Last year, at least eight families living on base reported mold and other problems in their homes. Five families filed a lawsuit against property owners and managers for what they said were years of negligence. The litigation is ongoing. All of MacDill’s family housing is owned and managed by private companies.

In May, officials appointed William Farnand as the new resident advocate, part of the installation’s response to such concerns. The Air Force civilian employee reports to the 6th Air Refueling Wing vice commander and serves as an additional point of contact for residents in need.

Specifically, Farnand said, if a resident has worked with their landlord, a senior official with the property owner and the military housing office and hasn’t resolved a housing problem, he gets involved. He can reach out directly to agencies across the base to help find a solution.

If they haven’t already contacted their landlord, Farnand helps residents get a work order in and go through the process. He plans to host Zoom meetings next week to introduce himself to family members on base.

“Our goal is to provide a safe and healthy house for our tenants,” Farnand said.

Base leaders also have hosted town hall meetings and legal workshops to advise residents of their rights, and created a Resident Voice Council, said Col. Benjamin Jonsson, commander of the 6th Air Refueling Wing.

Resident Valerie Ryan said this week that having yet another point of contact in the housing repair process may not help.

Ryan, whose Air Force husband is on a one-year tour overseas, moved into MacDill housing in April.
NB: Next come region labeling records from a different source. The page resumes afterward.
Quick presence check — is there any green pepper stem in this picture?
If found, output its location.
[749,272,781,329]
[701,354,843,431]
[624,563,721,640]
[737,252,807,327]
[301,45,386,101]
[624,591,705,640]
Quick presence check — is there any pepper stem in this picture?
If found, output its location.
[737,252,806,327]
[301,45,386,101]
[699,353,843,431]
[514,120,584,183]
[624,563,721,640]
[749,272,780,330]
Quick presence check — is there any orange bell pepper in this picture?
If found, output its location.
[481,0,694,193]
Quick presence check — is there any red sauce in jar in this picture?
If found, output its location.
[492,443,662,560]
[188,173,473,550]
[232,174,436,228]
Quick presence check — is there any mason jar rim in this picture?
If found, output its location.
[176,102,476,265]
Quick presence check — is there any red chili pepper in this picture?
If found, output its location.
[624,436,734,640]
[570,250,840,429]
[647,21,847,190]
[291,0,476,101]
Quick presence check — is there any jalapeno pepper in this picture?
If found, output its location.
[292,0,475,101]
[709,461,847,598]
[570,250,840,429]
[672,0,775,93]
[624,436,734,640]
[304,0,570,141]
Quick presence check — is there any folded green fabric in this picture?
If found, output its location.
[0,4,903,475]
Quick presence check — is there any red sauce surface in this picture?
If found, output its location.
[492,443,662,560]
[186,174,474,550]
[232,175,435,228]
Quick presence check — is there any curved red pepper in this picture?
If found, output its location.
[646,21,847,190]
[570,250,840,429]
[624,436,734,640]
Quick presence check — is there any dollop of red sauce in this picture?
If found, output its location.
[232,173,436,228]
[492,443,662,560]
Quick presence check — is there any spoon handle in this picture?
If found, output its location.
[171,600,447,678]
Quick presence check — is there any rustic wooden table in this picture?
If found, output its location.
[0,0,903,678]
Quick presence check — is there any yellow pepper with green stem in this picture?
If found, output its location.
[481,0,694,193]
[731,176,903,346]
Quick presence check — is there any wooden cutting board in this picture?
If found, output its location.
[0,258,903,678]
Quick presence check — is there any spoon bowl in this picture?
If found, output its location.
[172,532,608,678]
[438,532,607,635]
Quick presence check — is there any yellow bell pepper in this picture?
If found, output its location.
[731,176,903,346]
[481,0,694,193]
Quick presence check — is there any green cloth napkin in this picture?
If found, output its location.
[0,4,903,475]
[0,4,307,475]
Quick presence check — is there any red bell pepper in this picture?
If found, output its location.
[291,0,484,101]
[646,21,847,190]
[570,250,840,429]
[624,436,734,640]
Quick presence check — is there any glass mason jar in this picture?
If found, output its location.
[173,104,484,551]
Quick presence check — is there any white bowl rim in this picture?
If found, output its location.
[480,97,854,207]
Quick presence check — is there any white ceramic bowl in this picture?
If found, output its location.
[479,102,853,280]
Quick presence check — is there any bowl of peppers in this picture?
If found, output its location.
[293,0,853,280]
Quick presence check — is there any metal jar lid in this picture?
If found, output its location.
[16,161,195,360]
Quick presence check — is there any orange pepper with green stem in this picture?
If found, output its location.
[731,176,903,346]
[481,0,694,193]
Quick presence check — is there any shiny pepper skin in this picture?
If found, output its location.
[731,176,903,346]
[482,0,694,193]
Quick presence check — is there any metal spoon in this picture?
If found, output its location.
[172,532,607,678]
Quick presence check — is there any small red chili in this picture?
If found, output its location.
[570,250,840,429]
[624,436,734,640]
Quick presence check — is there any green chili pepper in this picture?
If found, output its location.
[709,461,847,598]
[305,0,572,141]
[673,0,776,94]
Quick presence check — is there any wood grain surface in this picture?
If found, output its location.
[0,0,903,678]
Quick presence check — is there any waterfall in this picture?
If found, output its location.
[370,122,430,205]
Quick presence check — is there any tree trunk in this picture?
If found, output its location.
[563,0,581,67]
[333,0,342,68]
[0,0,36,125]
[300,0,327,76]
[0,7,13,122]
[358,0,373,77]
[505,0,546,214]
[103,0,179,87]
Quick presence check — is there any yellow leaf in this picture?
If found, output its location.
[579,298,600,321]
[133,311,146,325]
By June, she said, she started noticing her living room floor getting wetter each day. She said she saw mold under the house and believed she needed a new air conditioning unit.

By mid-August, repairs were done, but she wasn’t happy with the result and said she felt disrespected by representatives of the property owner and the military housing office.

“Either the government’s on our side or they’re not, and it’s very clear that they’re not,” she said.

Farnand reached out to Ryan on Sept. 2 and advised her to put in work orders and email him copies so he can make sure the work gets done, she said.

“I’ll listen to their concerns and come to a resolution and find out what’s going on,” Farnand said.

Michaels Management Services, which manages MacDill’s housing, has enhanced communication and training among its employees and subcontractors, according to president Ron Hansen. This includes inspections that go beyond the requested repair to get ahead of any potential mold problems in housing, he said.

The number of work orders at MacDill dealing with mold has gone down this year compared to last, Hansen said, but he could not provide exact numbers. A lot of the frustration among families who dealt with mold in the past had to do with feeling like they weren’t being heard, Hansen said.

Farnand said he wants residents to be part of the ongoing discussion about base housing.

But his presence comes too late for Traci Lenz, one of the plaintiffs in the lawsuit filed last year.

“We are thankful to see a continued effort to improve the process for those who continue to be affected by the conditions of their homes on MacDill,” Lenz said in a text. “Unfortunately, these measures were not in place when we were forced to leave our home in early 2019.”

As new wing commander, Col. Jonsson said in a statement that he is committed to “finishing what we started a year and a half ago to provide safe, quality housing for all of our residents, so that they can stay focused on our mission of defending the nation.

“If there are concerns that aren’t being addressed, we want to hear about them so we can make it right.”